We observed that ectopic milieu, characterized by ROS, TGF-β1, and high level of estrogen, triggers the secretion of IL-33 from ectopic ESCs. Ectopic endometrial lesions exhibited higher level of fibrotic characteristics and ST2 expression than that in the normal endometrium. Exogenous recombinant human (rhIL-33) enhanced ESC migration and survival. Similarly, 12Z cells displayed a higher degree of EMT characteristics with elevated expression of CCN4 and Fra-1, downstream target genes of the WNT/β-catenin pathway, than that observed in EECs. Conversely, blocking IL-33 with neutralizing antibodies, knocking down ST2 or β-catenin with siRNA, and β-catenin dephosphorylation abolished its effects on EMT promotion. In vivo validation demonstrated that IL-33 significantly promotes EMs-related fibrosis through the activation of Wnt/β-catenin signaling.
Our data strongly support the vital role of the IL-33/ST2 pathway in EMs-associated fibrosis and emphasize the importance of the EMT in the pathophysiology of fibrosis. Targeting the IL-33/ST2/Wnt/β-catenin axis may hold promise as a feasible therapeutic approach for controlling fibrosis in EMs.
白细胞介素 33 (IL-33) 是一种重要的炎症因子,在子宫内膜异位症 (EMs) 中充当警报信号。上皮-间充质转化 (EMT) 是一种与炎症信号、细胞内活性氧 (ROS) 产生和脂质过氧化有关的过程,被认为是导致 EMs 发生和发展的潜在机制。IL-33 在异位环境中高度上调。此外,异位子宫内膜细胞持续表达白细胞介素 33 受体 ST2 (IL-33R)。然而,IL-33/ST2 在 EMs 相关纤维化中的作用在很大程度上仍不清楚。在本研究中,我们旨在从机制上确定 IL-33/ST2 在 EMs 相关纤维化中的作用。
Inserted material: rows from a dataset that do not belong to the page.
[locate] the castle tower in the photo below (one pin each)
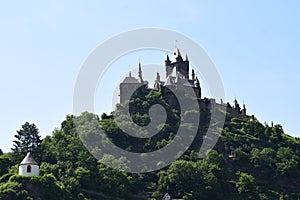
(177, 63)
(140, 73)
(28, 166)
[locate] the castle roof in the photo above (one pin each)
(28, 160)
(176, 54)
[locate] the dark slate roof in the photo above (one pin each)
(28, 160)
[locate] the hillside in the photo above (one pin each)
(251, 160)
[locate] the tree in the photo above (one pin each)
(246, 185)
(27, 139)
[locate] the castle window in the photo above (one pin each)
(28, 169)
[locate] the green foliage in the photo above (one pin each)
(250, 161)
(27, 139)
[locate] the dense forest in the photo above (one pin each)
(251, 160)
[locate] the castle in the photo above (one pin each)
(177, 75)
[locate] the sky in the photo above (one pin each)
(254, 45)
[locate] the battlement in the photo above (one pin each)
(177, 75)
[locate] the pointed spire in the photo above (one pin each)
(197, 83)
(193, 74)
(167, 59)
(186, 57)
(140, 73)
(176, 56)
(157, 77)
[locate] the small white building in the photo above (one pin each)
(28, 166)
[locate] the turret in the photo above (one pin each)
(140, 73)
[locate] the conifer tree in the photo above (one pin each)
(27, 139)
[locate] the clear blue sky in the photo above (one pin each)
(255, 46)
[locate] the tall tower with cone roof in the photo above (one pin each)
(28, 166)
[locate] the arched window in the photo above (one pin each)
(28, 169)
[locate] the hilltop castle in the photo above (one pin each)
(177, 75)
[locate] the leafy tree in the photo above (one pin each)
(246, 185)
(27, 139)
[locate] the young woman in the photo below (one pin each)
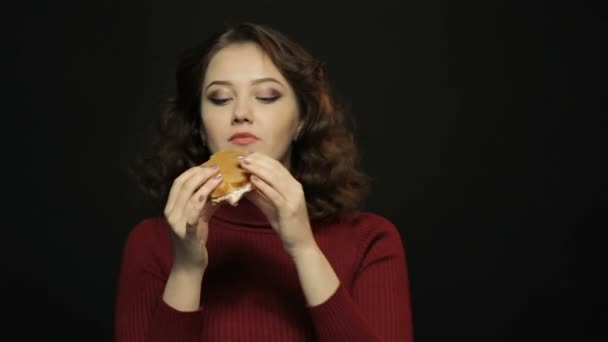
(295, 260)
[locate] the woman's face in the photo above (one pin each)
(244, 92)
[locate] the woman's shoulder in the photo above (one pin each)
(371, 225)
(368, 220)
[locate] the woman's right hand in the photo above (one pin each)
(188, 212)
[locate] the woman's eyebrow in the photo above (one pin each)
(257, 81)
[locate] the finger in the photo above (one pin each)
(193, 184)
(267, 169)
(176, 188)
(198, 200)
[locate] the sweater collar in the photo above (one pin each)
(245, 213)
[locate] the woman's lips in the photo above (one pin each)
(244, 140)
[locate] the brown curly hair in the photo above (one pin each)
(324, 157)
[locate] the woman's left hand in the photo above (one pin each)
(281, 198)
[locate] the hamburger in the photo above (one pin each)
(235, 182)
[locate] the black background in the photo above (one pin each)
(474, 121)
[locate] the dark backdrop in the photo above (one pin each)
(471, 118)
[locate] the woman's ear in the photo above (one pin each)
(298, 131)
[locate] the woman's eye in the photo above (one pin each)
(269, 99)
(218, 101)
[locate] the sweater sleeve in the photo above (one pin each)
(377, 308)
(140, 313)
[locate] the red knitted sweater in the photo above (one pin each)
(251, 290)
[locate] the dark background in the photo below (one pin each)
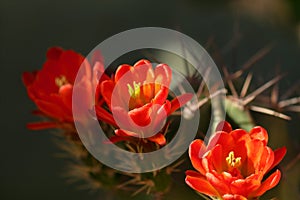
(28, 167)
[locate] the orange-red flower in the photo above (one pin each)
(137, 98)
(234, 163)
(51, 87)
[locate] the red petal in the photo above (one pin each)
(196, 150)
(124, 133)
(158, 139)
(107, 88)
(180, 101)
(200, 184)
(221, 186)
(278, 156)
(269, 183)
(143, 62)
(233, 197)
(216, 158)
(259, 133)
(141, 115)
(224, 126)
(66, 94)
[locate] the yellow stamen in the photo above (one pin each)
(61, 80)
(232, 161)
(135, 90)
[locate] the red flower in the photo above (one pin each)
(137, 98)
(51, 87)
(234, 164)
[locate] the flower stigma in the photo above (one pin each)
(135, 90)
(232, 161)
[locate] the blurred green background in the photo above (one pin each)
(28, 167)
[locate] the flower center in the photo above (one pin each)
(135, 90)
(61, 80)
(232, 161)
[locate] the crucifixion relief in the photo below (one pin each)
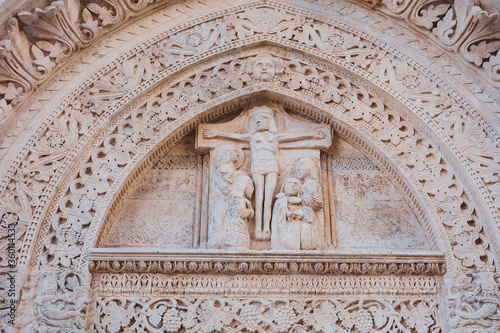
(273, 141)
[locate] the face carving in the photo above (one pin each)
(264, 69)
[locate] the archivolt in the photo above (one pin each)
(87, 125)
我们建立了一种非致死性氧化应激模型,以探索触发 IL-33 诱导的条件。我们进行了 α-平滑肌肌动蛋白 (α-SMA) 蛋白检测、细胞计数试剂盒-8 (CCK-8) 检测和划痕实验,以分析 IL-33 对原代子宫内膜基质细胞 (ESCs) 增殖和侵袭的影响。对患有或不患有 EMs 的患者的临床样本进行免疫组织化学 (IHC) 和免疫荧光 (IF) 染色,以评估 IL-33 受体 ST2 和 EMT 相关蛋白的临床相关性。此外,我们使用异位人子宫内膜上皮细胞系 12Z 和正常人类上皮细胞系 EEC 来评估 IL-33 对 Wnt/β-连环蛋白信号的影响。通过腹腔内注射 IL-33 和抗 ST2 验证了 IL-33 对 EMT 相关纤维化的影响。
我们观察到,ROS、TGF-β1 和高水平雌激素等异位环境会触发异位 ESCs 分泌 IL-33。异位子宫内膜病变表现出比正常子宫内膜更高的纤维化特征和 ST2 表达水平。外源性重组人 (rhIL-33) 增强了 ESC 的迁移和存活。同样,与 EECs 相比,12Z 细胞表现出更高程度的 EMT 特征,其 WNT/β-连环蛋白通路下游靶基因 CCN4 和 Fra-1 的表达水平升高。相反,用中和抗体阻断 IL-33、用 siRNA 敲低 ST2 或 β-连环蛋白以及β-连环蛋白去磷酸化消除了其对 EMT 促进的作用。体内验证表明,IL-33 通过激活 Wnt/β-连环蛋白信号显著促进 EMs 相关纤维化。
我们的数据强烈支持 IL-33/ST2 通路在 EMs 相关纤维化中的重要作用,并强调 EMT 在纤维化病理生理学中的重要性。靶向 IL-33/ST2/Wnt/β-连环蛋白轴可能是控制 EMs 纤维化的一种可行的治疗方法。